Apache Airflow

Complete guide

Dec 1, 2021 | - views

Introduction. Airflow is a platform to programmatically author, schedule and monitor workflows. Use Airflow to author workflows as Directed Acyclic Graphs (DAGs) of tasks. The Airflow scheduler executes your tasks on an array of workers while following the specified dependencies. Workflows are expected to be mostly static or slowly changing. You can think of the structure of the tasks in your workflow as slightly more dynamic than a database structure would be. Airflow workflows are expected to look similar from a run to the next, this allows for clarity around unit of work and continuity.


High level architecture

An Airflow installation generally consists of the following components:


Components

Airflow is a platform that lets you build and run workflows. A workflow is represented as a DAG (a Directed Acyclic Graph), and contains individual pieces of work called Tasks, arranged with dependencies and data flows taken into account.

#1 Simple Example

Lets look at example dag with single task:

@dag(schedule_interval=None, start_date=datetime(2021, 1, 1), catchup=False, tags=['example'])
def example_dag_decorator(email: str = 'example@example.com'):
    get_ip = GetRequestOperator(task_id='get_ip', url="http://httpbin.org/get")

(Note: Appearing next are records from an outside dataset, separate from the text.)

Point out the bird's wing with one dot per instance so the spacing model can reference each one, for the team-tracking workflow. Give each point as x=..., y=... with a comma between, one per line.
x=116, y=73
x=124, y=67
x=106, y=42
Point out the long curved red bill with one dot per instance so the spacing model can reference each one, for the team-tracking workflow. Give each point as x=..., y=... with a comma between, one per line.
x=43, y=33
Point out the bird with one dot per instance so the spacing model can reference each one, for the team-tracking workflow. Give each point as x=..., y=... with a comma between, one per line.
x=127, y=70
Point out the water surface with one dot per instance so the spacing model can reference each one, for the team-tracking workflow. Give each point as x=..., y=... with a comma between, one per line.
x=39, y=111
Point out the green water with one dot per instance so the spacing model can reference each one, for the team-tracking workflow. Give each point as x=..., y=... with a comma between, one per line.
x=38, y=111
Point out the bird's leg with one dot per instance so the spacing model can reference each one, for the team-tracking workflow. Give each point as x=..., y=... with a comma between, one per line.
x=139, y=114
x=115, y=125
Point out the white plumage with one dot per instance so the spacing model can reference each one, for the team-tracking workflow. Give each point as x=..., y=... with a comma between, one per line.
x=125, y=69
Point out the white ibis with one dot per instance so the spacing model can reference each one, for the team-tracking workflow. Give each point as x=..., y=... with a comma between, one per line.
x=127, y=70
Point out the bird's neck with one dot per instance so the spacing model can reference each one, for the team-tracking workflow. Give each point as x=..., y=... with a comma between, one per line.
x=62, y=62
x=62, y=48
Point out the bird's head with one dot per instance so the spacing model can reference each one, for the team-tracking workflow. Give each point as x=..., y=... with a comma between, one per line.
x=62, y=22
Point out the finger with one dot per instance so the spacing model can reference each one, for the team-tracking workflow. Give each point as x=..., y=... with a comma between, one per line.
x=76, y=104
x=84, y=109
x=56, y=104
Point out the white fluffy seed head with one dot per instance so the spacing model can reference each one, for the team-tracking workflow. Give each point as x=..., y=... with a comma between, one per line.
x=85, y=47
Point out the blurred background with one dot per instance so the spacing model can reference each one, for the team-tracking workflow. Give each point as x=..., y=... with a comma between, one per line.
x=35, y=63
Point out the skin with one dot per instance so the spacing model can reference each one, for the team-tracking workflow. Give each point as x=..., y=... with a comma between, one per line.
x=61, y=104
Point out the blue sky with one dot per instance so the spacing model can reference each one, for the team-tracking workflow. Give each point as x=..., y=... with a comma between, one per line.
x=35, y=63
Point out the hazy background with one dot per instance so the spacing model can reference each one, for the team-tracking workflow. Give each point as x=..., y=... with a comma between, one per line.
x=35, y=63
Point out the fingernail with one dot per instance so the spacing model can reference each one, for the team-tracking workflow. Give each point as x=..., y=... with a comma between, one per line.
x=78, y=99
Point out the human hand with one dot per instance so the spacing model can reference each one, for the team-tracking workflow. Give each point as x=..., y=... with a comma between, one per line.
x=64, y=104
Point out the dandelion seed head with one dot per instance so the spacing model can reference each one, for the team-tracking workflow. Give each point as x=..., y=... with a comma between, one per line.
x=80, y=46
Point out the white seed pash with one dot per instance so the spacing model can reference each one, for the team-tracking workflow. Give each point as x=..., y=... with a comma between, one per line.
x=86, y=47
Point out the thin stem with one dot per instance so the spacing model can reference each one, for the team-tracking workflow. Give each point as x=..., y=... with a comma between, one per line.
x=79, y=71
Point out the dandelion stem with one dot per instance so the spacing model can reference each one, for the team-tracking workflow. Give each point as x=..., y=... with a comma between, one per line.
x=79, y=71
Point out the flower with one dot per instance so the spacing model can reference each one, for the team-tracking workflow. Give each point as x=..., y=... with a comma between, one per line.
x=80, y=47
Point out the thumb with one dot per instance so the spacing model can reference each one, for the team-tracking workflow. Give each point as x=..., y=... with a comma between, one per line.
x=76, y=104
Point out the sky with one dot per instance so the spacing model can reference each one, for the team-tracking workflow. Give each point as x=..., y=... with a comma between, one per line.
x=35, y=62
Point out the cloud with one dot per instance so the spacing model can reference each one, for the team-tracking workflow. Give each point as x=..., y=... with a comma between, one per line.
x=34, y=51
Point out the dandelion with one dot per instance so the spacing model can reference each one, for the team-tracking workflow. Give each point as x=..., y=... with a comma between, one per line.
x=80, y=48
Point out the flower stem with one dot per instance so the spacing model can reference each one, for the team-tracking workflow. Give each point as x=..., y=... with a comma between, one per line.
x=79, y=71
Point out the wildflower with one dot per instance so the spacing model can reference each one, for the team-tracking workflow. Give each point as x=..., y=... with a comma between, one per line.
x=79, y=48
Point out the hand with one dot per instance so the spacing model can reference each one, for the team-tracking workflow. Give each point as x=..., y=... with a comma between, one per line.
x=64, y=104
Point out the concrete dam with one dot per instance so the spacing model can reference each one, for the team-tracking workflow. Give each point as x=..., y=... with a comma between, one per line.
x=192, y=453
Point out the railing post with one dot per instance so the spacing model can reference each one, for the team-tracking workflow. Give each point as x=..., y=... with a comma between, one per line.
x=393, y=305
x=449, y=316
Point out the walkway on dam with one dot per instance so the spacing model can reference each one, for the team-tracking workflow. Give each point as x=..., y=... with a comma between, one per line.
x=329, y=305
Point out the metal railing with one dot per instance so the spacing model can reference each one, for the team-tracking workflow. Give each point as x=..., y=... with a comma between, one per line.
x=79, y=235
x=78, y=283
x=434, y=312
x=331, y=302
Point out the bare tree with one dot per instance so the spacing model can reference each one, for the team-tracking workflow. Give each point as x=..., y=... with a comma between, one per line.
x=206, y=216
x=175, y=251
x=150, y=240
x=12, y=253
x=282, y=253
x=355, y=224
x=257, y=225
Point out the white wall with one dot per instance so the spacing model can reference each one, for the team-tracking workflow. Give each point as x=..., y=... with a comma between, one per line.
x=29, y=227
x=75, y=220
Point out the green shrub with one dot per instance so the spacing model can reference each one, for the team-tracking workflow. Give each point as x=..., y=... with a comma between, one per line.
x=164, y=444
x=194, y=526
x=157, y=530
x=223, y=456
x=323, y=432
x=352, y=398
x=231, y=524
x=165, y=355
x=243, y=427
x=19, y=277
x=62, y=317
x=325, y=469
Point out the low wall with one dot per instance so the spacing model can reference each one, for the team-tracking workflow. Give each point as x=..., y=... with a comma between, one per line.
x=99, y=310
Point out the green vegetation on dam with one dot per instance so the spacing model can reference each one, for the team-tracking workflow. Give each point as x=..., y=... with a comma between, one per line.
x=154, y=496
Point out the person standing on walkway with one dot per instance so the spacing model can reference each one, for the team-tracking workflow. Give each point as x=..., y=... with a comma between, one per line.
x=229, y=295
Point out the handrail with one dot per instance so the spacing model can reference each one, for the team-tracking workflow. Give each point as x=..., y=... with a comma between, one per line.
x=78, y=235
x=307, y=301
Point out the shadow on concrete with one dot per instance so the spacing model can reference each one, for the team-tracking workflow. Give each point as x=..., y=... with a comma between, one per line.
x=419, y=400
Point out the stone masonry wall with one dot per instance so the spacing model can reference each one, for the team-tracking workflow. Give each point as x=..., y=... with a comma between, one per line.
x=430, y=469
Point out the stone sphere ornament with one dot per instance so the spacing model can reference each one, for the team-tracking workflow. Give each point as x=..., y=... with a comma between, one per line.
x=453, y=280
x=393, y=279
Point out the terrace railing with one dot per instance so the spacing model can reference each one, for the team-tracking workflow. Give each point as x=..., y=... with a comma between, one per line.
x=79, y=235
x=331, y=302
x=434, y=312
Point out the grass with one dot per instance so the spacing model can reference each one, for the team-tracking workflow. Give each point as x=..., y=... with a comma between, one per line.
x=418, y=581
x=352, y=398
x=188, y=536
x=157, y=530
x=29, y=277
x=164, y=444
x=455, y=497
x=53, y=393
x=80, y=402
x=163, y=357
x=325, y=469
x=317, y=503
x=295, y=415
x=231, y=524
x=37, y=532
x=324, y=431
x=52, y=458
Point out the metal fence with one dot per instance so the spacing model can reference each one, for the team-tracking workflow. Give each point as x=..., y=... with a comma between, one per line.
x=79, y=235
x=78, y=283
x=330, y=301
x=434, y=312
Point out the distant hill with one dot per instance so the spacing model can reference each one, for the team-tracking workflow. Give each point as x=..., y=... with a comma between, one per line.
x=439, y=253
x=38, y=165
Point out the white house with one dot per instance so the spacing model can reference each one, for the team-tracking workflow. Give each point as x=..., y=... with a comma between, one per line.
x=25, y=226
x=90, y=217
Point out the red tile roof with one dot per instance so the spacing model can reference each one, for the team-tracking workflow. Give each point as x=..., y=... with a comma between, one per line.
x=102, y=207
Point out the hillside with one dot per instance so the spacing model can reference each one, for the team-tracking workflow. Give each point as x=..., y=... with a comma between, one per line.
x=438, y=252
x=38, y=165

    @task(multiple_outputs=True)
    def prepare_email(raw_json: Dict[str, Any]) -> Dict[str, str]:
        external_ip = raw_json['origin']
        return {
            'subject': f'Server connected from {external_ip}',
            'body': f'Seems like today your server executing Airflow is connected from IP {external_ip}<br>',
        }

    email_info = prepare_email(get_ip.output)

    EmailOperator(
        task_id='send_email', to=email, subject=email_info['subject'], html_content=email_info['body']
    )


dag = example_dag_decorator()

By default, a DAG will only run a Task when all the Tasks it depends on are successful. There are several ways of modifying this, however:

#2 Dag with multiple steps

We can use "TaskFlow API" (introduced in airflow 2.x) for define tasks in function style. Here is very simple ETL pipeline using the TaskFlow API paradigm.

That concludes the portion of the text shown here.